He’s a huge fan of animation, like most boys his age (early teens), and has already dabbled quite a bit in making his own movie with Lego characters, etc.
There are heaps of apps and assorted software for budding directors to now make their own masterpieces. The workshop teacher personally recommended this app in particular for creating stop-motion movies: Stop Motion Studio, and it can be found here. http://www.cateater.com/stopmotionstudio/
It’s apparently quite easy to use and gives really good results. Will have to have a play and see what it’s like.

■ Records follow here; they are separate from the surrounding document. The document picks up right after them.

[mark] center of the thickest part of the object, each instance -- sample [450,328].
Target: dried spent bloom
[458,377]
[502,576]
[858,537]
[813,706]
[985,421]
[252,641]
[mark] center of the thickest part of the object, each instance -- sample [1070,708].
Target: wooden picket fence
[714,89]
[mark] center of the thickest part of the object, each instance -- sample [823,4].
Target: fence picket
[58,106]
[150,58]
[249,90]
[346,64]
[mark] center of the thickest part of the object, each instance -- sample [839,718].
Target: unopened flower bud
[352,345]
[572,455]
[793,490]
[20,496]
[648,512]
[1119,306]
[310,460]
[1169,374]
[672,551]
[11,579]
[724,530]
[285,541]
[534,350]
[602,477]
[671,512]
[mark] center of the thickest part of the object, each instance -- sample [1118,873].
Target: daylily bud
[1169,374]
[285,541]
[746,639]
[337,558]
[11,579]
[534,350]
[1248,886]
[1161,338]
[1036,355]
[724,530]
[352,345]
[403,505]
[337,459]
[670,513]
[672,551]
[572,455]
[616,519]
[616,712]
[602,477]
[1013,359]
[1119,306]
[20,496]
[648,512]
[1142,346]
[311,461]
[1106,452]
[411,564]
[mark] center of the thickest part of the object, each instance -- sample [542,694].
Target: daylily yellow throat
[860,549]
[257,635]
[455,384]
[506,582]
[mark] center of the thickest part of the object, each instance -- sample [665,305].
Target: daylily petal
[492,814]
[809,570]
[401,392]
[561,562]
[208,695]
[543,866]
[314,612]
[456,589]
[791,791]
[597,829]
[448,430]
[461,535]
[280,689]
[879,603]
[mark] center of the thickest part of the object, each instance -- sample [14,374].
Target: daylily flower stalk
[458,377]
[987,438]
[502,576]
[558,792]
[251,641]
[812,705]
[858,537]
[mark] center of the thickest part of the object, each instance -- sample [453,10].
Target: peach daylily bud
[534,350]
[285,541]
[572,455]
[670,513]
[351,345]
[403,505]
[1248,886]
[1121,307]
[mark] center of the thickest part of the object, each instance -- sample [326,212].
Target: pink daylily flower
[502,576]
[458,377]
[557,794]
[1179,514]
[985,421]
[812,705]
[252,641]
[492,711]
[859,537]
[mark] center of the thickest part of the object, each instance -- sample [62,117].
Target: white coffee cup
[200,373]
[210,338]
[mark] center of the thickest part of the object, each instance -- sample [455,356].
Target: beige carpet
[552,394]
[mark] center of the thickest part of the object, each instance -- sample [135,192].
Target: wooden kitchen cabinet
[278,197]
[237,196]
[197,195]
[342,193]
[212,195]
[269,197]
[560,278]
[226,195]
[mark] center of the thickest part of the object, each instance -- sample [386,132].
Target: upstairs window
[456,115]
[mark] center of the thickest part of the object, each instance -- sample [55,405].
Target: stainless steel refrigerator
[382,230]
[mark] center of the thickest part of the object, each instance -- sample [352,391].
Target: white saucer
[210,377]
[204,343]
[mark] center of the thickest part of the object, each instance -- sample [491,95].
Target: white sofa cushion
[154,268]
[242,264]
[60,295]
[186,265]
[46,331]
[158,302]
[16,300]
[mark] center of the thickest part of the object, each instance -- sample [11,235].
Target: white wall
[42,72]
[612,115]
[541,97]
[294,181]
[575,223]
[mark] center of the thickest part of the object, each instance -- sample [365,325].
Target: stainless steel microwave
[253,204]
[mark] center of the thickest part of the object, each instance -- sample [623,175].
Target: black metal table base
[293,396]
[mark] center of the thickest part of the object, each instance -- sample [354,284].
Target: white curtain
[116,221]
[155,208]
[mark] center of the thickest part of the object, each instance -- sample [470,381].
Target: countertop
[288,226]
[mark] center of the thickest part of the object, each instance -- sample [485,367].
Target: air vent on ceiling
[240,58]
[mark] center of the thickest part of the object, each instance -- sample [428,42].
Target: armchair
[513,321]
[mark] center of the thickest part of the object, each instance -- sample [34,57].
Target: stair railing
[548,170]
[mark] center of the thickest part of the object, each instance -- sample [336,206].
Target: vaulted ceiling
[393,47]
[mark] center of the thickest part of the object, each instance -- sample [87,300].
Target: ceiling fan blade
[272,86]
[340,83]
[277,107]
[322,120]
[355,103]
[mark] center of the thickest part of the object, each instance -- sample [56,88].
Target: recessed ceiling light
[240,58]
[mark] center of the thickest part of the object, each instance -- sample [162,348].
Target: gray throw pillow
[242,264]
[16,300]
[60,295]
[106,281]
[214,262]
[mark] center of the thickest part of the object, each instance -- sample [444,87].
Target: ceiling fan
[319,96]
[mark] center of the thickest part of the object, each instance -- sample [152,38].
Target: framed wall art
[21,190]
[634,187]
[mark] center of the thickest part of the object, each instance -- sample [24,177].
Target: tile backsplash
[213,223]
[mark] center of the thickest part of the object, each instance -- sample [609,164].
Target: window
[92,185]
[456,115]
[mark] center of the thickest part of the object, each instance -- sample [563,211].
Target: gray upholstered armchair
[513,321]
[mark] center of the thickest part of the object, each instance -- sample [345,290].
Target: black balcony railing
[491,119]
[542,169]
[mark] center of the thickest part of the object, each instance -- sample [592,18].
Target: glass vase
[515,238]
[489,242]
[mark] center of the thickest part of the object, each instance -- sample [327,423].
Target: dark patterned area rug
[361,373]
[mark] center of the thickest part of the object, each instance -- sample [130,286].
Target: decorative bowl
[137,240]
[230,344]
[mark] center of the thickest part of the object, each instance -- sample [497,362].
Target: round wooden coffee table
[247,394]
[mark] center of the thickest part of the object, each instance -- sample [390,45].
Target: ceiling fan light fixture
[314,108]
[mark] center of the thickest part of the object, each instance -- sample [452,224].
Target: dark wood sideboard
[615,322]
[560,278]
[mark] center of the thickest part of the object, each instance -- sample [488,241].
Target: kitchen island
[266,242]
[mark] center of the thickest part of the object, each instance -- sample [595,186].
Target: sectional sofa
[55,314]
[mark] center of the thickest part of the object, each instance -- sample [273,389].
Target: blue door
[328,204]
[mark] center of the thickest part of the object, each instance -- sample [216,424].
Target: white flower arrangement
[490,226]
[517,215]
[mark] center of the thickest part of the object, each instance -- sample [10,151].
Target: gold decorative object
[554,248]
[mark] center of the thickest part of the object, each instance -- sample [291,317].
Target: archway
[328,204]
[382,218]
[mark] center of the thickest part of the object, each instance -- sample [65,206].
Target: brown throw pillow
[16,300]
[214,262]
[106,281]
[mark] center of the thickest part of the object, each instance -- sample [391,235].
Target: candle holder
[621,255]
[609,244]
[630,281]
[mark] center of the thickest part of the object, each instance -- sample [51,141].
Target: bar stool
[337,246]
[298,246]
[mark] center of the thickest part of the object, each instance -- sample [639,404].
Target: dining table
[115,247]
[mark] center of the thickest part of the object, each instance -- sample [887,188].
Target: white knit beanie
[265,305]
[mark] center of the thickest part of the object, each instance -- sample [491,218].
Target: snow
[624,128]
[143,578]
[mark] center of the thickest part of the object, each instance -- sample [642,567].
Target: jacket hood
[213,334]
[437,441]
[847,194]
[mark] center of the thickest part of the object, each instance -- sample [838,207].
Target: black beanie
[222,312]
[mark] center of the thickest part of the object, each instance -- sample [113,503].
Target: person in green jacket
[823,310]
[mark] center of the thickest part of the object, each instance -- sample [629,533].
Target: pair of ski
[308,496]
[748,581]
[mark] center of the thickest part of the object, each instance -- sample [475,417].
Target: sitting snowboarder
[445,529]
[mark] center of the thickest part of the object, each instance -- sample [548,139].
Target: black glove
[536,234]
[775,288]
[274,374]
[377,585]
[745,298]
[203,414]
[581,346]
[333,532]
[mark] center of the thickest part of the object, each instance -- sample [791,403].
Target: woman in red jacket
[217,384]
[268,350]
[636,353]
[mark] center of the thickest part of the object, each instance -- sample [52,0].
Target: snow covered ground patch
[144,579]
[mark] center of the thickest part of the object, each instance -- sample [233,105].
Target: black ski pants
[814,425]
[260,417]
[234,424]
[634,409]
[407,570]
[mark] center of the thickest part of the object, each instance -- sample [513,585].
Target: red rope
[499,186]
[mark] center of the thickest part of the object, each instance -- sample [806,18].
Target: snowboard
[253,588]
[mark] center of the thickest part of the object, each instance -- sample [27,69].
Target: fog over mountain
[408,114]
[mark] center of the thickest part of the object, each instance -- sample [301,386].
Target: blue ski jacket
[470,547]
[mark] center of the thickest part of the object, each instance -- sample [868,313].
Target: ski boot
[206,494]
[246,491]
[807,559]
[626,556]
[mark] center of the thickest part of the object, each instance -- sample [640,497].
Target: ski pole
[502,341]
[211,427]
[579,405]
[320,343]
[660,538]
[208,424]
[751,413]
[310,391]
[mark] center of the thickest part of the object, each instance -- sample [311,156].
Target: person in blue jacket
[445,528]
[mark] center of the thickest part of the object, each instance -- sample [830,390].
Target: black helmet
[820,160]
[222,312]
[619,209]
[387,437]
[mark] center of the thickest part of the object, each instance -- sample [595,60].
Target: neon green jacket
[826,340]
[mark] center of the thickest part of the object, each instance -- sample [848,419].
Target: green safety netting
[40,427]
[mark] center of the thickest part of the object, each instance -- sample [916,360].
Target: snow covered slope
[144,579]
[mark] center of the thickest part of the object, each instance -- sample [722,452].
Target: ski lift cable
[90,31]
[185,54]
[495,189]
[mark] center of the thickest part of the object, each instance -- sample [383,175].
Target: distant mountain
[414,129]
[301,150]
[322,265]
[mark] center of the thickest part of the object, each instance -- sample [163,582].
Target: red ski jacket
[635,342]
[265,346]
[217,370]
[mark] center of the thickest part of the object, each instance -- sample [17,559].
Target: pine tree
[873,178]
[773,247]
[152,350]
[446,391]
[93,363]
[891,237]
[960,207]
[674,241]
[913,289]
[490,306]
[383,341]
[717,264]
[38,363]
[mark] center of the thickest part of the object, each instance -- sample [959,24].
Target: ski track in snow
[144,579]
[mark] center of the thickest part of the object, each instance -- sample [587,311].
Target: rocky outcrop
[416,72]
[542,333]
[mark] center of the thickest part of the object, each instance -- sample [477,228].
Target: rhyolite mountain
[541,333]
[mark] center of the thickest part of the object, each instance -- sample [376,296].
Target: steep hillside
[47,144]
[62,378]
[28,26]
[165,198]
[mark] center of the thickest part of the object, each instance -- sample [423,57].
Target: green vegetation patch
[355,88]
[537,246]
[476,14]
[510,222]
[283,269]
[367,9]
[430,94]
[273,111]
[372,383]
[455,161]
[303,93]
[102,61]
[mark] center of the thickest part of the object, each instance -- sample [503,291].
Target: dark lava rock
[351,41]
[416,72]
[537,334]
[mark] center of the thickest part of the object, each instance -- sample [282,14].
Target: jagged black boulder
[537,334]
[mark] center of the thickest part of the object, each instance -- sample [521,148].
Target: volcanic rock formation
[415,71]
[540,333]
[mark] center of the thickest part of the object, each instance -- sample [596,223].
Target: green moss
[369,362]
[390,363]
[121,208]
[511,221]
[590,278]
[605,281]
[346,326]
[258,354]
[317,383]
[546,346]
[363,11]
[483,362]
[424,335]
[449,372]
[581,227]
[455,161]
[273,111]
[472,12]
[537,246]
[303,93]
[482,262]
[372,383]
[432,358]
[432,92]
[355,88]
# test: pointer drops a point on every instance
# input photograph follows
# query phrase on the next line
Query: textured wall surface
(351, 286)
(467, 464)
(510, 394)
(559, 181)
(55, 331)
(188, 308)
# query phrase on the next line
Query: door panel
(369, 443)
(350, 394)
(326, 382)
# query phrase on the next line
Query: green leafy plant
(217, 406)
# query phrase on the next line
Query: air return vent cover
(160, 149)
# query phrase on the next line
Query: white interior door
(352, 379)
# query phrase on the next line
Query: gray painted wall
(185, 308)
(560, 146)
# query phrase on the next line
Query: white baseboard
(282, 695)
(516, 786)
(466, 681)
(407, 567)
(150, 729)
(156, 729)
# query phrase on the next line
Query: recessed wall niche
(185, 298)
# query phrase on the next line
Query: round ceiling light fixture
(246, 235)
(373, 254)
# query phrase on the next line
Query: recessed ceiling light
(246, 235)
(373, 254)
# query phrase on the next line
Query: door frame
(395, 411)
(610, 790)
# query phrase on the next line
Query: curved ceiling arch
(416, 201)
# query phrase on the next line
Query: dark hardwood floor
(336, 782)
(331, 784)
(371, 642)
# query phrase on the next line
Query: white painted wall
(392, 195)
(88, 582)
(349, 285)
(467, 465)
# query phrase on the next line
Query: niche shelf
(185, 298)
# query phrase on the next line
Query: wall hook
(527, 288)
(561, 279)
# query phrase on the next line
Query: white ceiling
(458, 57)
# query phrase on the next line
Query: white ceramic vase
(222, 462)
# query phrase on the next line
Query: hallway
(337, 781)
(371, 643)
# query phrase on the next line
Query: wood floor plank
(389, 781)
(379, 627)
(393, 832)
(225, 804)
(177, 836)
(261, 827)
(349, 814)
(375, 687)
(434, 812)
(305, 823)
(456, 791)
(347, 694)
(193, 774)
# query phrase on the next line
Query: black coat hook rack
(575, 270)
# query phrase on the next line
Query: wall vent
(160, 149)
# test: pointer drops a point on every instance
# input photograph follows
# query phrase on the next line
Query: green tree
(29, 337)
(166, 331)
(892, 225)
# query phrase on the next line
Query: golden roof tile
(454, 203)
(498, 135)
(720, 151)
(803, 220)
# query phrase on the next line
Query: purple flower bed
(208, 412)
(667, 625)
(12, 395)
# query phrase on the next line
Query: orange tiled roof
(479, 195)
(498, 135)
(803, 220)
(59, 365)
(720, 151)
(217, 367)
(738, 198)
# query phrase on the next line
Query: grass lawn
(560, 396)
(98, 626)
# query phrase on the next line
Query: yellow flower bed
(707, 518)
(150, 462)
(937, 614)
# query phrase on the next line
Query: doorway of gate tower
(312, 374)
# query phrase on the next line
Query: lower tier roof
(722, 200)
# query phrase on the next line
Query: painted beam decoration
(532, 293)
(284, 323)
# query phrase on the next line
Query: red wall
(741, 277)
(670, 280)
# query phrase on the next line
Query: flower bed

But it made me think of how much animation has evolved over the years, from primitive inked cartoons, revolutionised by Walt Disney, to the extravagant lifelike CGI pieces that easily blur the line between reality & fantasy. There are so many different themes and styles in the world of animation. Once the realm of specialists, it is now available to everyone, and so easy to do.
Like animation, cartoons and comic strips were also once the realm of dedicated artists, but now are available in so many different easy-to-use formats, that anyone can have a go. Check this blog out here for some more ideas.
I think anything that encourages students to be more creative, is a great thing. So what if it doesn’t involve pen & paper anymore? The important thing is that they enjoy themselves through creative visual expression.
This is one of the great benefits of ICTs, in that it has provided accessible opportunities for younger generations to unleash their own creative spark and make something really extraordinary. Regardless of how they achieve this, it can never be a bad thing.